When one kid leaves the house for an extended period, the tone of the house changes?
Her presence is definitely missed. Sigh.
On the bright side, she had a very nice flight and I've already spoken to her four times today.
I love my "American line".
The Stuff That Lasts, Part Deux
5 years ago
I've heard such nice things about Camp Simcha. Chai Lifeline in general is one of our favorite tzedakas. Sounds like the commenter on your last post was trying to assure you that your daughter is in good hands!
I'm going to miss my middle son in August when he goes to sleep-away camp for the first time. It was not my idea. It says in the camp's literature (Camp Stone) that you are not supposed to tell your kid how much you miss them. Well, I'm big bad mama then, because I tell him that every other day!
I have twice as many kids as you, but when one is gone the house seems much quieter. It's not just the one child, it's all the conversations s/he would have had with the others that are absent.
Of course you should tell him he'll be missed...sobbing uncontrollably at the bus stop may be ill-advised, however.
It's a totally different feeling to the household. How many children do you think one has to have so that they don't notice? :)
it is not the conversations that are different when one is gone, in my house it is the bickering and the fighting that stops. It also helps not to worry about homework, studying, projects, and after school programs.
Chai lifeline is also one of our favorite tzedakas. We have experienced it first hand with a few close friends whose children had cancer and thank g-d they are all doing well. We even had the zechut to visit Liat up at camp simcah last summer and saw the camp in action. What an amazing place! BTW how old is your son, my cousin's son is 13 from Toronto and will be at Stone.
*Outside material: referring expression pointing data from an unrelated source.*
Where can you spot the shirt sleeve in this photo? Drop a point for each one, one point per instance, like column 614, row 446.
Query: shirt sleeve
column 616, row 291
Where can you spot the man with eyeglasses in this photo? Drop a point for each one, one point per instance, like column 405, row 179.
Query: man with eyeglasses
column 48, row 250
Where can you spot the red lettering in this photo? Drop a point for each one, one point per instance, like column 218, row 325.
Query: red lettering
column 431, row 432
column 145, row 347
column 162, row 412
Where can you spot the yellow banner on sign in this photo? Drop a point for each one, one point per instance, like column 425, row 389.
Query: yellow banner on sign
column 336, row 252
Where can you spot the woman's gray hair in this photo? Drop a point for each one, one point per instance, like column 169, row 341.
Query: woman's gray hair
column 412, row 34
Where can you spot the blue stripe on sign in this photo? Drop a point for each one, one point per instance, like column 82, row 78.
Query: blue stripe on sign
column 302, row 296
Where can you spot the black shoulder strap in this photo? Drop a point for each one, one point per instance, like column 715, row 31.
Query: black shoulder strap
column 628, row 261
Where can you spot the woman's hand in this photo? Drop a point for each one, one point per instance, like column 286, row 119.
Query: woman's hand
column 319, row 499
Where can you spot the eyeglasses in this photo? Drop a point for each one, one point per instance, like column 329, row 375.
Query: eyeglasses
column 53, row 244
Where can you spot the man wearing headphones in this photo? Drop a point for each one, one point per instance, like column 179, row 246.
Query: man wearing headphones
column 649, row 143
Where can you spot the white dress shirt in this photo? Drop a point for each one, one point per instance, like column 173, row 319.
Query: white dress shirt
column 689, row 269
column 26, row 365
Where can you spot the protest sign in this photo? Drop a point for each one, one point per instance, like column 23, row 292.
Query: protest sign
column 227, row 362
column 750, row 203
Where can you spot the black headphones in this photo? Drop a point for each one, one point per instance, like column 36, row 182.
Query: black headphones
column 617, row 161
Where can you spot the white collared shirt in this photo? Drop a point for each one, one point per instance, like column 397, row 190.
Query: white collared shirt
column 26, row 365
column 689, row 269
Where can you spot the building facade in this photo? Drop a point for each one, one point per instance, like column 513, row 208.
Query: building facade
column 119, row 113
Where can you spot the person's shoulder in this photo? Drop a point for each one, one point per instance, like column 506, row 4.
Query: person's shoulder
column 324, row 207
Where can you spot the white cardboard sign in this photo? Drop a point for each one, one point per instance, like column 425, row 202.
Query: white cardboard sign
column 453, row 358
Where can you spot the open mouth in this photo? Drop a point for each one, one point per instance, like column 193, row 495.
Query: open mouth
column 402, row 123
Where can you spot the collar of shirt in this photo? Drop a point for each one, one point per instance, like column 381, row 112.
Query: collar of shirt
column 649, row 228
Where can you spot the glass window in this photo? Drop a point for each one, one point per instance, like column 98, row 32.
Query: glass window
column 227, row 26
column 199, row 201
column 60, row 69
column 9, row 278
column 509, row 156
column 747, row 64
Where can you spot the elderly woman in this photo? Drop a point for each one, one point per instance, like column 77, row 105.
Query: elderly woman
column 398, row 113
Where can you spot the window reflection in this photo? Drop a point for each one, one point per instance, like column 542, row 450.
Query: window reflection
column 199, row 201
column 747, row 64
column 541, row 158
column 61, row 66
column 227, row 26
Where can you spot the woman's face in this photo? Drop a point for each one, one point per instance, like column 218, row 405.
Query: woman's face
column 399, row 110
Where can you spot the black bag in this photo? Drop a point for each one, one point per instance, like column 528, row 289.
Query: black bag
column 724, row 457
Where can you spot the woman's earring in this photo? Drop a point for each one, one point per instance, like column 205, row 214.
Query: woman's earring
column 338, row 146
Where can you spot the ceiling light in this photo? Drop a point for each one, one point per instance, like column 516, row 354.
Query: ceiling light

Sorry Baila for taking up so much space
Chai Lifeline sent a friend's son and her husband to Israel for the first time a few months ago. Her son had cancer in his eye when he was a toddler. Thankfully, he seems to be fine now. But I know this family would not have been able to afford to go otherwise; it was a first trip for both father and son.
Sharon, my son is 11, going into 6th grade. (My homebody son is 13, but he isn't going to camp at all this summer--he'll keep me company).
I've got 3 kids, and when one of them goes away just for a shabbat to a cousin's house, the whole dynamic around here changes.
We've only done this a few times so far, but everyone seems to enjoy it- the kid going away has fun and gets to be a special guest, and the kids left at home get more attention from the horim!